Apapun motivasi sesuangguhnya (Kettl 2000,51) menyampaikan bahwa pergerakan
reformasi manajemen global telah terlatih, yang mana pada gilirannyaakhir dari
kewajaran politik, “banyak pemimpin negara mengajukan reformasi manajemen untuk
membangun administrasi dan penyampaian pelayanan. Konsep Lynn et al, mungkin
terlalu membidangi intelektual, tetapi konsep NPM dari governance mungkin
terlalu sempit dalam perpolitikan.
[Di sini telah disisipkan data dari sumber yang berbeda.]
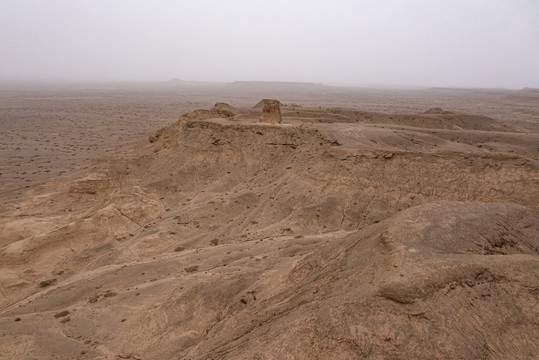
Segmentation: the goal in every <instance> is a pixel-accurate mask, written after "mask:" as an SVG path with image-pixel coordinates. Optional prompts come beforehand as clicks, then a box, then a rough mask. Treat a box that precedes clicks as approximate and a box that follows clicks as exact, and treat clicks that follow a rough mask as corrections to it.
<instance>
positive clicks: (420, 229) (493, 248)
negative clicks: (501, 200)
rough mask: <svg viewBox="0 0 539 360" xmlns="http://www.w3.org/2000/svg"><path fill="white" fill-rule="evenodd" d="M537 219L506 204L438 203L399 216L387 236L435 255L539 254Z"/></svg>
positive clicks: (431, 203) (420, 208) (525, 212)
mask: <svg viewBox="0 0 539 360" xmlns="http://www.w3.org/2000/svg"><path fill="white" fill-rule="evenodd" d="M537 224H539V218H538V217H537V216H536V215H534V214H533V213H532V212H531V211H530V209H529V208H526V207H522V206H518V205H516V204H510V203H501V204H500V203H498V204H496V203H474V202H469V203H466V202H464V203H463V202H441V203H431V204H426V205H423V206H419V207H414V208H411V209H408V210H406V211H404V212H403V213H401V214H399V215H398V216H397V217H396V219H395V220H394V224H393V225H392V227H391V229H392V230H391V231H390V232H389V236H390V237H391V238H392V239H394V241H396V242H398V243H401V244H404V245H405V246H407V247H410V248H414V249H416V250H417V249H423V250H424V251H429V252H431V251H433V252H436V253H438V254H441V253H444V254H478V255H511V254H528V255H539V231H538V229H537Z"/></svg>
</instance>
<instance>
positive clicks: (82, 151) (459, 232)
mask: <svg viewBox="0 0 539 360" xmlns="http://www.w3.org/2000/svg"><path fill="white" fill-rule="evenodd" d="M262 99H278V100H279V101H280V103H281V113H282V123H281V124H268V123H260V122H259V118H260V114H261V111H262V108H261V106H260V101H261V100H262ZM0 131H1V136H0V359H329V358H331V359H537V358H538V357H539V342H538V341H537V339H538V338H539V301H538V300H539V236H538V235H539V230H538V225H539V213H538V210H539V208H538V203H539V191H538V189H539V172H538V169H539V91H538V90H536V89H521V90H502V89H445V88H430V89H381V88H379V89H377V88H372V89H369V88H364V89H363V88H344V87H337V86H326V85H321V84H307V83H257V82H236V83H227V84H210V83H195V82H185V81H180V80H174V81H169V82H163V83H139V84H134V83H130V84H118V83H114V84H113V83H111V84H78V85H74V84H71V85H53V84H39V85H35V84H32V85H30V84H4V85H2V86H0Z"/></svg>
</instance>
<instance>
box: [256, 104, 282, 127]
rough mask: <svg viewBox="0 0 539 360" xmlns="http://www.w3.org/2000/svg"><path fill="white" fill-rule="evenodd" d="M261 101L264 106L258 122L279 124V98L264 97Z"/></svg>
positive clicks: (280, 106)
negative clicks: (276, 98)
mask: <svg viewBox="0 0 539 360" xmlns="http://www.w3.org/2000/svg"><path fill="white" fill-rule="evenodd" d="M262 103H263V105H264V106H263V108H262V114H261V115H260V122H262V123H270V124H280V123H282V122H283V118H282V116H281V103H280V102H279V100H273V99H264V100H262Z"/></svg>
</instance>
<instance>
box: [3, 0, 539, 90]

Piter dan pierre berpendapat NPM dan
governance saling tumpang tindih, tetapi keduanya tidak dapat bermakna, bahwa keduanya
adalah sama.
Hal ini ada dalam governance
merupakan usaha untuk memahami hubungan sampingan, hubungan antar institusi
dalam administrasi dalam konteks disartikulasi negara. Seperti halnya
pendekatan lainnya, hal ini secara eksplisit berupaya untuk mengambil fakta
dari pemabian negara kedalam gambaran penjelasan yang kohern. Hal itu kuat pada
basis empiris,dan hal tersebut demikian besar memprediksi pada usaha
mengidentifikasi pola sistematik dalam mengoservasi apa yang administrator
nyata harus lakukan. Hal ini kontras dengan dengan pencarian untuk penyatuan
urutan dalam apa temuan beberapa tinjauan literatur dikarakterisasikan melalui
teori pluralism, atau pengenaan dari apa penemuan lainnya seperti kerangka
kerja ideologi pada sektor publik (NPM). Meskipun progres meningkat pada bagian
depan, pendekatan pada governance meninggalkan negara berkembang. Teori dari
konjungsi administrasi menunjukkan kemungkinannya untuk pembangunan teori yang
asli pada administrasi publik, yang memegang pertanyaan penting dari
governance. Pendekatan ini rasa-rasanya menjaga persetujuan yang baik dari
perjanjian, tetapi persetujuan yang baik dari pekerjaan ditinggalkan, dan
menjadi dikerjakan jika janji tersebut dapat terpenuhi.